Ministry of Justice data shows 62 appeals were submitted to the Special Educational Needs and Disability tribunal in Southampton in 2020.

The number was up from 48 the year before and more than three times the 20 appeals in 2014.

Children and young people who require extra support for their education are assessed by the local authority.

If it is deemed their needs cannot be met in mainstream education, an Education Health and Care plan is issued, defining the support the child needs.

This is reviewed every 12 months.

Families who disagree with the local authority’s decision not to assess or reassess a child, or not to change their Education Health and Care plan, can lodge an appeal to the SEND tribunal.

In 2020, 1,949 decisions which had the potential of being appealed were made across Southampton, with families appealing 3.2% of them to the tribunal – higher than the 2.6% rate the year before, and the 2.4% rate recorded in 2014.
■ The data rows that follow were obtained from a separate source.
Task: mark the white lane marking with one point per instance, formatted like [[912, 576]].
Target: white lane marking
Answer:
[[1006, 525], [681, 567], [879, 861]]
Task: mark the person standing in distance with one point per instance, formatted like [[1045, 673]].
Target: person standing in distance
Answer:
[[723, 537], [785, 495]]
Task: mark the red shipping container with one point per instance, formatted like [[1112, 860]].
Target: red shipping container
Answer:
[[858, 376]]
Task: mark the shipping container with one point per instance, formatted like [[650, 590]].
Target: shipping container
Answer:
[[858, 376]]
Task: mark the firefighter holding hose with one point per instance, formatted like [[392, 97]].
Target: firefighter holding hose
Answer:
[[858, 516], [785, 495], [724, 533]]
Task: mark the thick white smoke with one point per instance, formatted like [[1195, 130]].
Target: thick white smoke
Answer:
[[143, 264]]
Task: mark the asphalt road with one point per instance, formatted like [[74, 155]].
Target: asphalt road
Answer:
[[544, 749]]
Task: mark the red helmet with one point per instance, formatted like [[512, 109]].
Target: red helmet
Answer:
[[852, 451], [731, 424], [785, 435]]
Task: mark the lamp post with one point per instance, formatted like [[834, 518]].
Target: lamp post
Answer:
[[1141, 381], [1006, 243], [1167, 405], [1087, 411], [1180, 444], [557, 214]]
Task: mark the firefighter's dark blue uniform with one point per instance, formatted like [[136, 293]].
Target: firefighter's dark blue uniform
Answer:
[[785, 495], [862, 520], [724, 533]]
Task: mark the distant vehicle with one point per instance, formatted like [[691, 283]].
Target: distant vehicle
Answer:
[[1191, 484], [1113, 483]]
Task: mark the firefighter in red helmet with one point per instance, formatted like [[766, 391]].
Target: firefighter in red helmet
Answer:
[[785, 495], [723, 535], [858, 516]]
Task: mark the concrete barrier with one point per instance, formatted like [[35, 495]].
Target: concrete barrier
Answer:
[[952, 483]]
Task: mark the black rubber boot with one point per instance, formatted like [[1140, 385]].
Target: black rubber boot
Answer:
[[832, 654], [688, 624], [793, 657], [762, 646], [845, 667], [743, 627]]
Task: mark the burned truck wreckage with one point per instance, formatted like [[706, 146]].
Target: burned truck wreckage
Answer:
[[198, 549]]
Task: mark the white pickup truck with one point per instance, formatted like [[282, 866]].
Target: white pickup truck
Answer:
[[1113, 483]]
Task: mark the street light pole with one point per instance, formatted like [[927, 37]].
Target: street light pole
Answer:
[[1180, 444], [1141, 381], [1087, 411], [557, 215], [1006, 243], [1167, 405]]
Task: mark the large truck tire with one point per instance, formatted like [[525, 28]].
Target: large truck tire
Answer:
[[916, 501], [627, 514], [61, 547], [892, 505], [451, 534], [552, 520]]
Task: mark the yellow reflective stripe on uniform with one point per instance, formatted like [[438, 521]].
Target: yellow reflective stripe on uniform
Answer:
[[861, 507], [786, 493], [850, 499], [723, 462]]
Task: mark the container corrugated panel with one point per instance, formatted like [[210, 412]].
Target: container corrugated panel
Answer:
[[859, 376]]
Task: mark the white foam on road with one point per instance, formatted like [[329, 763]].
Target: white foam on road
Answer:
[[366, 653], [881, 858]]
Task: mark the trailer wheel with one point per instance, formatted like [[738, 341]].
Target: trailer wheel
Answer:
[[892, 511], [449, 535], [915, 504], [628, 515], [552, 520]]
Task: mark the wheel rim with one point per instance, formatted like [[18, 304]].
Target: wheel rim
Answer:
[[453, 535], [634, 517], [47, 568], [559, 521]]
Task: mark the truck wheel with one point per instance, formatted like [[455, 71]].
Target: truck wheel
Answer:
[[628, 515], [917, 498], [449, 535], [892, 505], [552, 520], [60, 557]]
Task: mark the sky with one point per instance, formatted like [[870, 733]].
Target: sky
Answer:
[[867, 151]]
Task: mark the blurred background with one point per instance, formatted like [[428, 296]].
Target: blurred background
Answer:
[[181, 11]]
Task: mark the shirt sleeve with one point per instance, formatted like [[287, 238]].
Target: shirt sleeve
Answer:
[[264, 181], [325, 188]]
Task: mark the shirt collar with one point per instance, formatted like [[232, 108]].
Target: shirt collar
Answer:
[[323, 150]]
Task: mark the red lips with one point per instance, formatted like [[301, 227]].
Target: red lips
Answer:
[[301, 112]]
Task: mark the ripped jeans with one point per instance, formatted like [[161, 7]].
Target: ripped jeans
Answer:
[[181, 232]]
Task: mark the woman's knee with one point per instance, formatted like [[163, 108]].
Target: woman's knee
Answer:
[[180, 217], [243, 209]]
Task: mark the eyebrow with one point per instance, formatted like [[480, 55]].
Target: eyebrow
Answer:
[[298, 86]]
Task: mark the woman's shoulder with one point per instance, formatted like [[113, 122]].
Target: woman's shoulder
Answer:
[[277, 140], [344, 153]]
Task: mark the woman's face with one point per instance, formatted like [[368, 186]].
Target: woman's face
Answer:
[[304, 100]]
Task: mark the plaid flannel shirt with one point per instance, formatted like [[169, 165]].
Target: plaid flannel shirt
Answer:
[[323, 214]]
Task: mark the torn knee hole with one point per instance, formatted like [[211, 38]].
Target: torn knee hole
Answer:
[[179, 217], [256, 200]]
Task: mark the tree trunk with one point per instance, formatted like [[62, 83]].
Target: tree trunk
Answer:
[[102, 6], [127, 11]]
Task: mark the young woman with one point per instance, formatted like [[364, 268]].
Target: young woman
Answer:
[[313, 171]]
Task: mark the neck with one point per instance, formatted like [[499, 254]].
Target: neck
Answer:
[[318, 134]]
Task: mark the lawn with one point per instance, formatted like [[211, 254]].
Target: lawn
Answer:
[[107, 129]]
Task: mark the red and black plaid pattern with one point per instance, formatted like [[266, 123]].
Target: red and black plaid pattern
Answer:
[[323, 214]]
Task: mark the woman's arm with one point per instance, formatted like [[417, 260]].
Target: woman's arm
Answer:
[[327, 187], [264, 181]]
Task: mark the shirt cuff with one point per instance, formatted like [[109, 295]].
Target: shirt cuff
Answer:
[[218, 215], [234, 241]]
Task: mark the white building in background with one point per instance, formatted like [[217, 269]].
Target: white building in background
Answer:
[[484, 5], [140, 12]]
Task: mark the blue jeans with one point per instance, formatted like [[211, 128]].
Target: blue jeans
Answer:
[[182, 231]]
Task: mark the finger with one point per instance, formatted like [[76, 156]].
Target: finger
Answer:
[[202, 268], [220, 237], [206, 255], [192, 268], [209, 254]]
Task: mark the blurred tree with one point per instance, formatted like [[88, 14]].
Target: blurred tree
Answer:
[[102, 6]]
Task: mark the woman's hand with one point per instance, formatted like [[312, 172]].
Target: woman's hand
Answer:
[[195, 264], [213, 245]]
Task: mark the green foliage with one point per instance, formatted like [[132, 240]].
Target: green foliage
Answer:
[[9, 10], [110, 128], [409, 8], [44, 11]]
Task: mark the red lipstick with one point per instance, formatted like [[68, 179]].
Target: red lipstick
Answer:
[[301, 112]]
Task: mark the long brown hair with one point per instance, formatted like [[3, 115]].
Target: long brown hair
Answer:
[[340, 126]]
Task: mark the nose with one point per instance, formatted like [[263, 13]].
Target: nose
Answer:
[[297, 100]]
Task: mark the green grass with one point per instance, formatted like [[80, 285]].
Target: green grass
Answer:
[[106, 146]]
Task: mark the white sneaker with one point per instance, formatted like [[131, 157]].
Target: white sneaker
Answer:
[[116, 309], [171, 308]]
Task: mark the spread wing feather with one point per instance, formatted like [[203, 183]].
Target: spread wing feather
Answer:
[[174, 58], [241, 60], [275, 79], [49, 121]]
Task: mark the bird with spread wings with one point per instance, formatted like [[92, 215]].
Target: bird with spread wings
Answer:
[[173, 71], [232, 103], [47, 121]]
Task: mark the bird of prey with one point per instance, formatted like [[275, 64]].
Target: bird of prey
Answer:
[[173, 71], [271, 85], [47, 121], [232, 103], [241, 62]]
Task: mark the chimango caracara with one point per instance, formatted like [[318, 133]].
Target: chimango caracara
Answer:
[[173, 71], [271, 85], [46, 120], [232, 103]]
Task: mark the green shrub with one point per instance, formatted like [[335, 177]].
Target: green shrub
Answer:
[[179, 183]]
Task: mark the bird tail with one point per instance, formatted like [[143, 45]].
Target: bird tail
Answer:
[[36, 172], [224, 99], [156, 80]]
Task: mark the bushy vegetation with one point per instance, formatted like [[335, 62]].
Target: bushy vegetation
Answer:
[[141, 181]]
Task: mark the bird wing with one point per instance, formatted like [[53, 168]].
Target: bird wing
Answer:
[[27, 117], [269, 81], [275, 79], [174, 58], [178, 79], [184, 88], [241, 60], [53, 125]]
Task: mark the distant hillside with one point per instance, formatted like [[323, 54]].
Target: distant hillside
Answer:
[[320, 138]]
Some council decisions cannot be appealed through the tribunal and can only be dealt with via the authority’s own complaints procedure.

Disability charity Contact said the system for getting support in school was not working for many children and dedicated funding was needed to prevent an increase in SEND appeals in the future.

Amanda Batten, Contact’s chief executive, said it was likely the rate of appeals dropped last year as families were busy caring for their children at home.

She said: “While the guidance was that schools remain open to some children with SEN during lockdown, in practice many were not in school.

“In addition, the support disabled children sometimes access through school including physiotherapy, speech and language therapy and psychotherapy disappeared, and in some cases they are still not back to pre-pandemic levels.”

Across England, while the number of appeals registered rose to 7,843 in 2020, the proportion of outcomes appealed dropped slightly to 1.7%, from 1.8% in 2019.

The Department for Education said the extension of EHC plans from school-age children to under-25s, as well as a trial to allow tribunals to make other recommendations, explained the rise in the number of appeals.